Landing the role of Chandler Bing on "Friends" launched Matthew Perry...

Landing the role of Chandler Bing on "Friends" launched Matthew Perry and his five castmates into TV superstardom, but he could never quite shed his sitcom character's shadow when the show ended after 10 seasons in 2004. Credit: AP / Invision / Willy Sanjuan

In “Friends, Lovers, and the Big Terrible Thing," his memoir published just about one year to the day he died, Matthew Perry wrote of his harrowing battle with drug and alcohol addiction, but did get around to the subject of why someone might want to read this in the first place.

You know, Chandler.

When he first saw Marta Kauffman and David Crane's script for "Friends" back in the early '90s, "it was as if someone had followed me around for a year, stealing my jokes, copying my mannerisms" while "one character in particular stood out to me: It wasn’t that I thought I could ‘play’ Chandler. I was Chandler.”

He was indeed, and like all venerated characters on culturally transcendent sitcoms — Chandler Bing and "Friends"' certainly qualify as both — Perry was to become inseparable from his creation over its 10-year run, from 1994 to 2004. To think of Perry — who was found dead at his Los Angeles home Saturday — is to almost reflexively think of a Bing-ism ("oh my God!") or sartorial statement (laid-back, uptight).

An investigation into how he died is ongoing, and it may take weeks before his cause of death is determined.

His body was found in a hot tub at his home, according to unnamed sources cited by the Los Angeles Times and celebrity website TMZ, which was the first to report the news.

Sarcasm by design

Perry was rhetorically the fastest of the six main "Friends" characters, by design and of necessity: "I'm not great at the advice," he once very famously observed. "Can I interest you in a sarcastic comment?"

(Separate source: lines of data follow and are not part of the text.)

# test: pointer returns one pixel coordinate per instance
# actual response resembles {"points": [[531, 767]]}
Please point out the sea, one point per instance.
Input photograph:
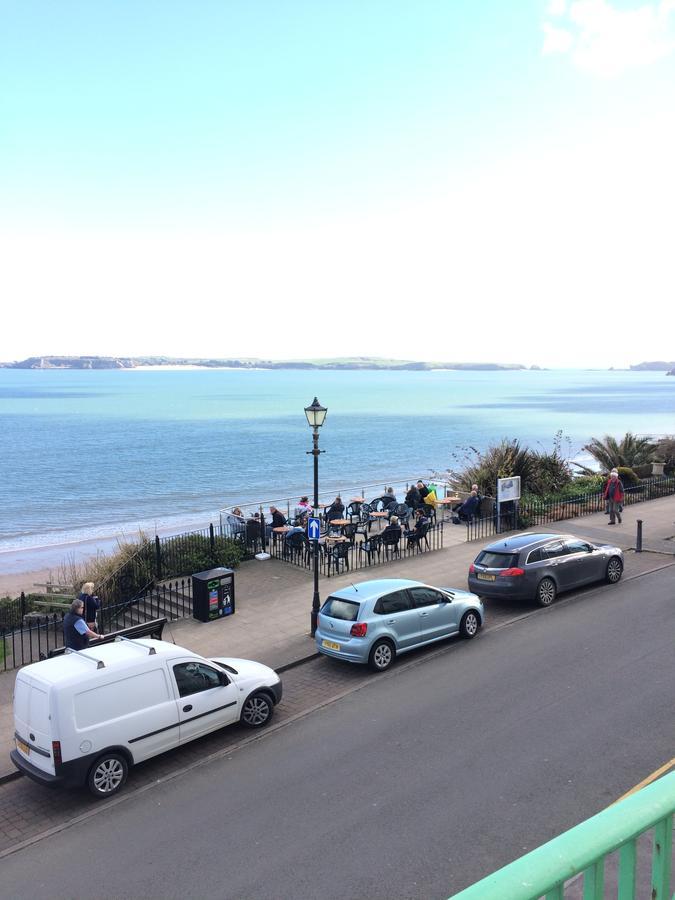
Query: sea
{"points": [[89, 456]]}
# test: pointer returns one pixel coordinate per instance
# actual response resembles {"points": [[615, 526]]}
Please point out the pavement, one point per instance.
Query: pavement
{"points": [[273, 599]]}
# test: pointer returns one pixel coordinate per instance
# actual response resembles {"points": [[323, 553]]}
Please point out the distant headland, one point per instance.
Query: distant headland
{"points": [[138, 362]]}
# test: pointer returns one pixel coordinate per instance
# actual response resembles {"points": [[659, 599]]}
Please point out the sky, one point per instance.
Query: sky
{"points": [[438, 180]]}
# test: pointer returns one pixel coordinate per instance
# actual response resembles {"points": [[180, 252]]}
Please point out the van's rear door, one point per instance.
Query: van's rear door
{"points": [[31, 722]]}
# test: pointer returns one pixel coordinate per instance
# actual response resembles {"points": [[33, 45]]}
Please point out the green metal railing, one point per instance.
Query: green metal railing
{"points": [[583, 849]]}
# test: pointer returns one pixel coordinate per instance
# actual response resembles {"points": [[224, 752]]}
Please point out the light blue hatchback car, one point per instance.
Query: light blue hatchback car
{"points": [[373, 622]]}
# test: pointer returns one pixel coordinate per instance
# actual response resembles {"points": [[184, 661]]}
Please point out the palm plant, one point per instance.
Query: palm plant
{"points": [[502, 460], [630, 451]]}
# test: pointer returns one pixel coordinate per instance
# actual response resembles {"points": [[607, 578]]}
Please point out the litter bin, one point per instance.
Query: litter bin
{"points": [[213, 594]]}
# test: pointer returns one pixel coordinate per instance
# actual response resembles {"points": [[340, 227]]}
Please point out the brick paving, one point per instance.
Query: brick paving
{"points": [[271, 625]]}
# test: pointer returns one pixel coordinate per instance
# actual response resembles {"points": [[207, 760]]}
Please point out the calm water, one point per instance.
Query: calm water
{"points": [[88, 454]]}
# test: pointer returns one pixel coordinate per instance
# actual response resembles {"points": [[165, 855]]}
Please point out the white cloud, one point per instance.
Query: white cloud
{"points": [[605, 40], [532, 254], [556, 40]]}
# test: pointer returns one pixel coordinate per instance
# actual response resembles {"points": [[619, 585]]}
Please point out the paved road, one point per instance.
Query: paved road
{"points": [[431, 776]]}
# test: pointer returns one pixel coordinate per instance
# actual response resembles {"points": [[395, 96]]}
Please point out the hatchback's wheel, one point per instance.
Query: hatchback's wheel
{"points": [[257, 711], [381, 656], [469, 625], [107, 775], [614, 570], [546, 592]]}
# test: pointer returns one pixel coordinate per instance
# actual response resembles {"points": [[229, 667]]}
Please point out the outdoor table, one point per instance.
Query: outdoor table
{"points": [[447, 501], [380, 515]]}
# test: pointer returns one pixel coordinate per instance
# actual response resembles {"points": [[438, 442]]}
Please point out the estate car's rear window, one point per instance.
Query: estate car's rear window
{"points": [[497, 560], [341, 609]]}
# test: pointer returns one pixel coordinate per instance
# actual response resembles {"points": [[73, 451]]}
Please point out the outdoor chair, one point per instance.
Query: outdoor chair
{"points": [[366, 519], [350, 532], [416, 537], [390, 543], [253, 536], [403, 512], [339, 554], [372, 546], [353, 512], [296, 546]]}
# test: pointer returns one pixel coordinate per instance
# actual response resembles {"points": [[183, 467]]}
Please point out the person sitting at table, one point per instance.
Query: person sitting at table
{"points": [[393, 528], [412, 498], [235, 522], [336, 510], [278, 518], [468, 509], [423, 490], [303, 508], [388, 500], [421, 522]]}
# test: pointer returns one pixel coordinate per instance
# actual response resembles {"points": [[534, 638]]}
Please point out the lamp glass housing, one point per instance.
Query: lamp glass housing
{"points": [[316, 414]]}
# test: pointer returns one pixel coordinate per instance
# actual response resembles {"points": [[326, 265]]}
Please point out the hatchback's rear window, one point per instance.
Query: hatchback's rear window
{"points": [[341, 609], [497, 560]]}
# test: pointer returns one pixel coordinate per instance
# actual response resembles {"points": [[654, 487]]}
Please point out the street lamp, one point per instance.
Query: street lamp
{"points": [[316, 415]]}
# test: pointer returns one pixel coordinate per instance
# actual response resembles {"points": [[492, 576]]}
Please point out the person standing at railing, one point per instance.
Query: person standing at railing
{"points": [[76, 633], [91, 604], [303, 508], [613, 494]]}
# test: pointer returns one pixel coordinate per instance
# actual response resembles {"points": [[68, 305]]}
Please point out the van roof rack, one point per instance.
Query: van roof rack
{"points": [[80, 654], [151, 650]]}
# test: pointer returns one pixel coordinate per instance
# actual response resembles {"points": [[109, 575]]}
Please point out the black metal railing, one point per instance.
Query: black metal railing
{"points": [[336, 557], [32, 641], [172, 600], [39, 633]]}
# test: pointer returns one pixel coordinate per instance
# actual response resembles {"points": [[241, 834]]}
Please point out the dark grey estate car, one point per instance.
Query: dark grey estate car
{"points": [[539, 566]]}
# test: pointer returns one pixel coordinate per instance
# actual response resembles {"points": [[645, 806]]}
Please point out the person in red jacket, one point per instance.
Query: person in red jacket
{"points": [[614, 496]]}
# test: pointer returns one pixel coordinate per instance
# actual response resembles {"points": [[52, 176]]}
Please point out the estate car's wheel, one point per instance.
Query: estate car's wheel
{"points": [[614, 570], [107, 775], [546, 592], [382, 655], [469, 625], [257, 711]]}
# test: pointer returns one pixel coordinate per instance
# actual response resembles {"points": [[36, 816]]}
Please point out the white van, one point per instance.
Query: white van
{"points": [[85, 717]]}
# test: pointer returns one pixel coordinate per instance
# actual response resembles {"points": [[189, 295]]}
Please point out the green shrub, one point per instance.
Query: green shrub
{"points": [[193, 553], [628, 476]]}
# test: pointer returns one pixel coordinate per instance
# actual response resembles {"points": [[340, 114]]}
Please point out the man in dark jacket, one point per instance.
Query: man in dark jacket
{"points": [[412, 498], [469, 508], [76, 635], [613, 494]]}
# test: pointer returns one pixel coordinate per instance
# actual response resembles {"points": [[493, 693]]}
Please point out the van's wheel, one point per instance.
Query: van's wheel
{"points": [[614, 570], [546, 592], [469, 625], [256, 711], [107, 775], [381, 656]]}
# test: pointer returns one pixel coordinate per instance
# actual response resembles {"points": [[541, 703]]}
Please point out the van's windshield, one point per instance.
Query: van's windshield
{"points": [[341, 609]]}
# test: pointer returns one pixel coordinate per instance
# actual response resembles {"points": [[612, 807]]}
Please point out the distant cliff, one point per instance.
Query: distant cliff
{"points": [[657, 366], [359, 362]]}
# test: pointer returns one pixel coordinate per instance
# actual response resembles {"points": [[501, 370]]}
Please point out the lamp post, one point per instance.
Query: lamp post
{"points": [[316, 415]]}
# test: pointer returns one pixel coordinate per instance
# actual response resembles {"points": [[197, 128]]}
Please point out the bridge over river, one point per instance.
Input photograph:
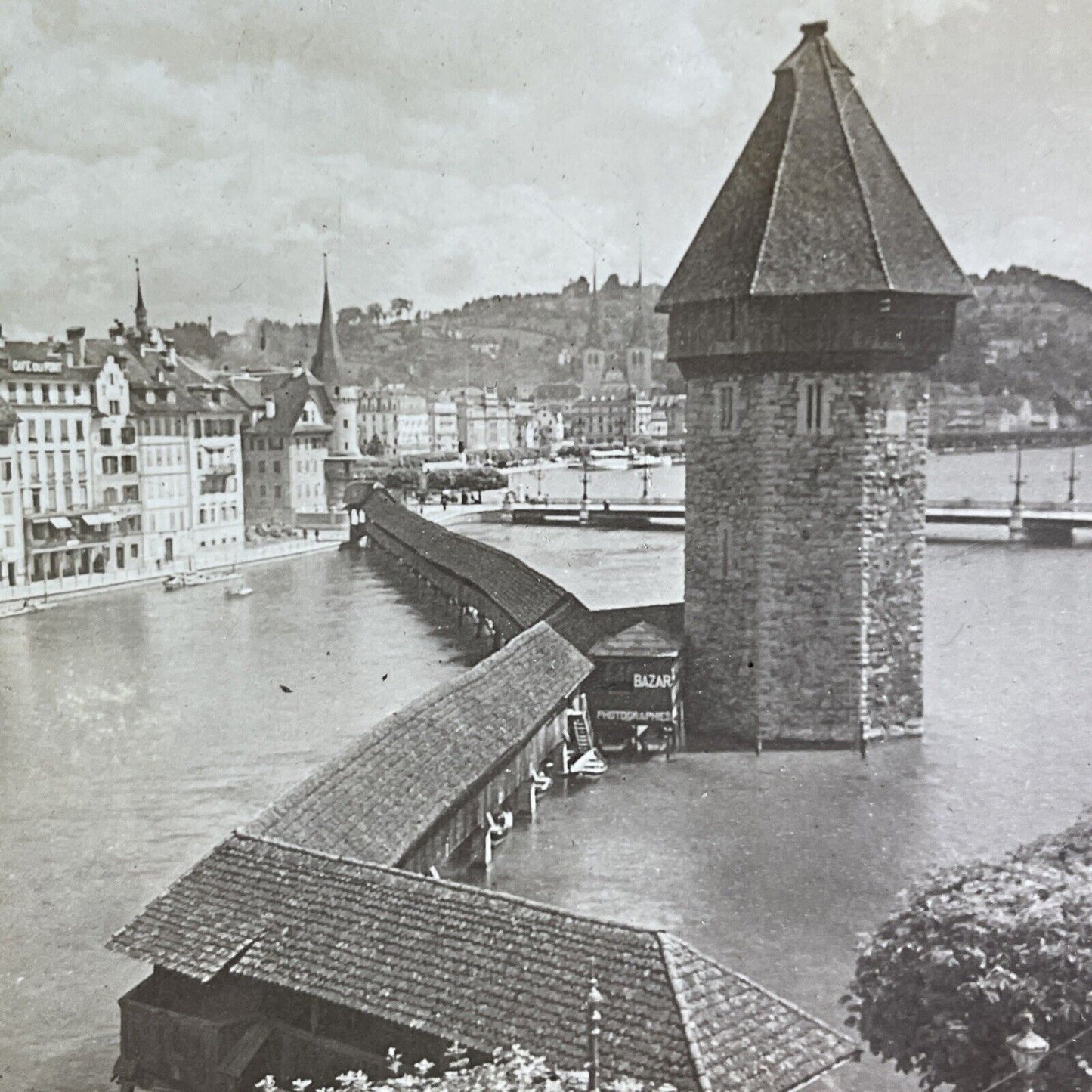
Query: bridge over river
{"points": [[1038, 523]]}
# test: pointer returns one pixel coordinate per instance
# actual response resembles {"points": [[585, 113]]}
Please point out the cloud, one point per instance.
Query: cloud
{"points": [[449, 150]]}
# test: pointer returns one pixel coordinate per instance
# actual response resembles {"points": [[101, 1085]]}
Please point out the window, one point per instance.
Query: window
{"points": [[725, 407], [812, 407]]}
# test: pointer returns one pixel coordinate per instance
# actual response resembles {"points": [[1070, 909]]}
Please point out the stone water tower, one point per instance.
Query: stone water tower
{"points": [[805, 317]]}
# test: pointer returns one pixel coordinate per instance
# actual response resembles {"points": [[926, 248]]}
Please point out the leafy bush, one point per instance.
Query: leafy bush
{"points": [[940, 985], [515, 1070]]}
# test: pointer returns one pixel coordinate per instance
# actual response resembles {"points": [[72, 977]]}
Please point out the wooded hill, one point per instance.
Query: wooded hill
{"points": [[1025, 333]]}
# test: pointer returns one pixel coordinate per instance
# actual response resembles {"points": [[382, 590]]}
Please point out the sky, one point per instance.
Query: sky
{"points": [[442, 151]]}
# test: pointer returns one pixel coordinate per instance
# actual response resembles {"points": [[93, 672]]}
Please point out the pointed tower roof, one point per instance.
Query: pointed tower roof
{"points": [[326, 365], [140, 311], [816, 203], [638, 333], [594, 339]]}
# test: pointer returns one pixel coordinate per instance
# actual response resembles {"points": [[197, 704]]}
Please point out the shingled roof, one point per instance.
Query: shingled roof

His sarcasm was both shield and sword. A man-child who hid behind wordplay, Chandler was a commitmentphobe who used those words to maintain distance. In a less-assured performance, that would have become a sitcom cliché, or just another trope in TV formula built on tropes. But not in Perry's hands over that 10-year run. There was something in his exuberance and charm — and early in that run, his sheer physical vitality — that turned Chandler into arguably the most important character on what would become one of the most beloved sitcoms in NBC history.

Over the 23rd and 24th episodes of season 7, the Bing defense mechanism finally crumbled into a blubbering mass of emotional goo — speaking here of the 30 million fans who witnessed this — when he finally told Monica Geller (Courteney Cox) "I love you." "The One with Monica and Chandler's Wedding" was considered by many as the most famous wedding episode in TV history, certainly of this century.

Shackled by Chandler

After "Friends" ended, Perry tried to create other characters on other sitcoms ("Mr. Sunshine," a reboot of "The Odd Couple") but those efforts stalled and inevitably so did he. Perry had become what he had so desperately wanted as a young actor starting out in Hollywood — stratospherically famous — and incapable of breaking away from the one character that brought him that fame. That "Friends" found a new generation of fans on Netflix and Max only tightened the shackles. 

Perry's battles with addiction were well-known in show-business circles, and couldn't exactly have been hidden. But their extent wouldn't be known until the memoir, which Perry took to calling a "biography" because its author had suffered from so many near-death experiences.

Perry was born on Aug. 19, 1969 in Williamstown, Massachusetts. He grew up in Ottawa, while his mother, Suzanne Marie Morrison, was the press secretary to former Canadian Prime Minister Pierre Trudeau. (Perry and Pierre Trudeau's son, the future Canadian Prime Minister Justin Trudeau, were schoolmates in Canada; his mother is now married to Keith Morrison, a correspondent for NBC's "Dateline.")

He had his first taste of wine at age 14 and was soon onto vodka. When his body inevitably broke down (pancreatitis) he began a prodigious Vicodin habit (which led to an exploded colon from opioid overuse). In an interview with Diane Sawyer last year, Perry said he took to visiting open houses in Los Angeles where he would then rifle through bathroom cabinets looking for painkillers. If the owners noticed they were missing, "no one would suspect Chandler Bing," he told Sawyer. 

Perry wrote that he had been in detox 65 times, and had undergone 14 surgeries. The first line of his book read like the opening to one of the hundreds of AA meetings he had attended. "Hi, my name is Matthew although you may know me by another name. My friends call me Matty and I should be dead." 

His closest castmates hadn't offered reactions by late Sunday, but Warner Bros. Television did seem to speak for them all on its own statement, which read in part: "The impact of his comedic genius was felt around the world, and his legacy will live on in the hearts of so many. This is a heartbreaking day."